File metadata and controls

503 lines (371 loc) · 12.7 KB

Arrow -> TRY_IT_OUT;

A weakly typed interpreted programming language. (A huge thanks to Jorge Prendes for putting the webassembly based demo together!).

Table of Contents

  1. About
  2. How does it work?
  3. Basic types
  4. Arrays
  5. Maps
  6. Lists
  7. List ^ and ^^ operators
  8. Pattern matcher
  9. Anonymous objects
  10. Pods (rudimentary objects)
  11. Control flow
  12. Functions
  13. Program I/O
  14. Random number generation
  15. Interoperability with the operating system

About

Arrow is a weakly typed interpreted programming language with a primary aim of being a syntactic testbed in the design and implementation of an interpretor. A core goal has been to reimplement an interpretor for JASL, the original version of which became overly complex and bloated and therefore, put simply, too crap to properly maintain.

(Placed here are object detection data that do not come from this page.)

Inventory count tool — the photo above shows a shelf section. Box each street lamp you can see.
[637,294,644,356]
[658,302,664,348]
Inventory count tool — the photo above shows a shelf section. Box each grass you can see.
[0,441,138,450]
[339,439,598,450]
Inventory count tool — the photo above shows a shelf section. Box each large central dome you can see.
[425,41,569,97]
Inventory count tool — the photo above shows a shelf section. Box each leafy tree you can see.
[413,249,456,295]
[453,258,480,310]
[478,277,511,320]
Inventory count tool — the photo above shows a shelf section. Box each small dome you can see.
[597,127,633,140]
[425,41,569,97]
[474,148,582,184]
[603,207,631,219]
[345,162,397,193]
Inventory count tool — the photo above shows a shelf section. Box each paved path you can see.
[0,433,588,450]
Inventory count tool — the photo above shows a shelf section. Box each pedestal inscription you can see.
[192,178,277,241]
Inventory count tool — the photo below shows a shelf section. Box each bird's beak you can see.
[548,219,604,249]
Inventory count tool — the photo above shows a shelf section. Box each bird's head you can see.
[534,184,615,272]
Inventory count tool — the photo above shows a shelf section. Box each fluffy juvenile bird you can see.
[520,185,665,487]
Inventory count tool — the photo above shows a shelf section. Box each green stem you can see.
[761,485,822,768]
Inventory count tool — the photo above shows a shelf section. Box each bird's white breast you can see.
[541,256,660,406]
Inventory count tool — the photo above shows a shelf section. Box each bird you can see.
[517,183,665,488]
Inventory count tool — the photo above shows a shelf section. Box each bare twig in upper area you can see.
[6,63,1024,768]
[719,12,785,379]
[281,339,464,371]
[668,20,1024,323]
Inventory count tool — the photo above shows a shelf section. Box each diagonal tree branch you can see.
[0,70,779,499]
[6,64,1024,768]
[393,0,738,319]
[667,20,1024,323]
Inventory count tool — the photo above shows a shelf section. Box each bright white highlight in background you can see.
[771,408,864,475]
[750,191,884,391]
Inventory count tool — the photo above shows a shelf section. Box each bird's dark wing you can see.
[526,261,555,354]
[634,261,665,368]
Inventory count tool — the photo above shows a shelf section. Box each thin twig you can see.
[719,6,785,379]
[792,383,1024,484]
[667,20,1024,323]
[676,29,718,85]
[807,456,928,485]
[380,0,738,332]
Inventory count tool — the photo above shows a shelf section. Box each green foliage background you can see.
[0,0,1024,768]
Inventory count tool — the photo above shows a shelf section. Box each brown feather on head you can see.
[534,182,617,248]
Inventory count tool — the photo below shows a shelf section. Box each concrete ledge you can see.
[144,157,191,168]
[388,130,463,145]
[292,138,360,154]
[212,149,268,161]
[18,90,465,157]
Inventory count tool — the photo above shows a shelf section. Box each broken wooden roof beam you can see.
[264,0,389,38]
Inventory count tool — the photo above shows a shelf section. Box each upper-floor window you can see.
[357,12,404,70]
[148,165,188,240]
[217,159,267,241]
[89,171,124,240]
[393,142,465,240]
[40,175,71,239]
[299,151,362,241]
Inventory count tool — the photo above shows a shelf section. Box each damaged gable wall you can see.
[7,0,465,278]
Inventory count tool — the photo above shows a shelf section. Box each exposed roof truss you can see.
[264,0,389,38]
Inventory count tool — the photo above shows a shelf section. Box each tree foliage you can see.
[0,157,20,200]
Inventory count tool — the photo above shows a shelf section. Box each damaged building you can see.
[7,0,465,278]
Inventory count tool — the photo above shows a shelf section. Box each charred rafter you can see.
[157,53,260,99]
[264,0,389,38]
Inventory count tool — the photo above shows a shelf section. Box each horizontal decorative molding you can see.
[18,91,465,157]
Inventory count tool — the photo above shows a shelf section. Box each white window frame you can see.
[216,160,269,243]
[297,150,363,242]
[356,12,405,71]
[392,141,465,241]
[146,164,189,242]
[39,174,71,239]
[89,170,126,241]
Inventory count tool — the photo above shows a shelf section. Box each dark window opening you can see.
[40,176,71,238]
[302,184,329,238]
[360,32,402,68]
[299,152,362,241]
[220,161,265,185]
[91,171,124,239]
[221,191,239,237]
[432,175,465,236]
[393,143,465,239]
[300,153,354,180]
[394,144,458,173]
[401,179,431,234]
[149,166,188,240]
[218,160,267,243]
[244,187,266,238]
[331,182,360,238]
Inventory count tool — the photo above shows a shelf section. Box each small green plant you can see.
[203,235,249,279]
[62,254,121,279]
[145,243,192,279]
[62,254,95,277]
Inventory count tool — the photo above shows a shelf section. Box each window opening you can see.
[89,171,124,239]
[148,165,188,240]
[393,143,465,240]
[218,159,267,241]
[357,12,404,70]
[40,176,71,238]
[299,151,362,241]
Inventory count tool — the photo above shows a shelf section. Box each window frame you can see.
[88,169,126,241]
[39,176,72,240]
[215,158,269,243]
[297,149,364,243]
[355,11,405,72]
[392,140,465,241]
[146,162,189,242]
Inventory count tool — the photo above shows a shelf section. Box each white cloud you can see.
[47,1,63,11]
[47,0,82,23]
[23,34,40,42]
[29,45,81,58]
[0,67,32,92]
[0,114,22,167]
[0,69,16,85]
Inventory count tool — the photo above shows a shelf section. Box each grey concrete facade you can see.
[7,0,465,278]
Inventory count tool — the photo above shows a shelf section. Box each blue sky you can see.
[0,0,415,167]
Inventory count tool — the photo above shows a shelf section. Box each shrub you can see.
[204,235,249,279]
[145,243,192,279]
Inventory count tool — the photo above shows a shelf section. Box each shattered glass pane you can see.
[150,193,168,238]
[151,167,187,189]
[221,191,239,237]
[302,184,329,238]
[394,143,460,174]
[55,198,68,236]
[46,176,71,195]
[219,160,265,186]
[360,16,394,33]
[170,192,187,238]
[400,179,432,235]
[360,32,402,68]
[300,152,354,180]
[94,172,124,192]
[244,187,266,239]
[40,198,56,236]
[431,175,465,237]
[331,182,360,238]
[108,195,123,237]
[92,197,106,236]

The implementation here is designed from the ground up to:

  • be a little less crap <--- the main thing!
  • more extensible and maintainable
  • be a fun way to learn about parsers
  • have a minimal number of dependencies (besides C++17)
  • faster
  • more powerful
  • more flexible

The result is a far nicer syntax that does away with much of the syntactic sugar of JASL (like having to use the call keyword to call a function) and (I hope) permits a more 'natural' and less constrained style of programming.

How does it work ('in a nutshell')?

Briefly, by doing depth first evaluation of an AST.

In terms of the implementation itself, I have thrown out the heavy boost spirit and ICU dependencies both of which were required by JASL for parsing and escape code handling. Now the Arrow interpretor is architectured from the ground up into three descrete components

  1. lexer
  2. parser
  3. evaluator

The lexer tokenizes the program code into lexemes (tokens). For example the token 12 is represented by Lexeme::INTEGER_NUM and raw string data 12 while "Hello!" is represented by Lexeme::LITERAL_STRING and raw string data Hello!. These lexemes are then parsed using a depth first parser to arrive at a collection of statements. Statements are then evaluated using the Evaluator in a depth-first manner.

A program begins with a root statement, which in Arrow is the start statement:

start {

}

Basic types

The Arrow programming language is weakly-typed with the arrow (->) operator being used for assignment, for example, the statement exp -> ident; can be read as "the result of the expression exp is put into the variable ident". Note that this conveniently frees up the use of = operator to be used purely for logical equality, thus 1 = 1 is an expression that evaluates to true rather than an assignment.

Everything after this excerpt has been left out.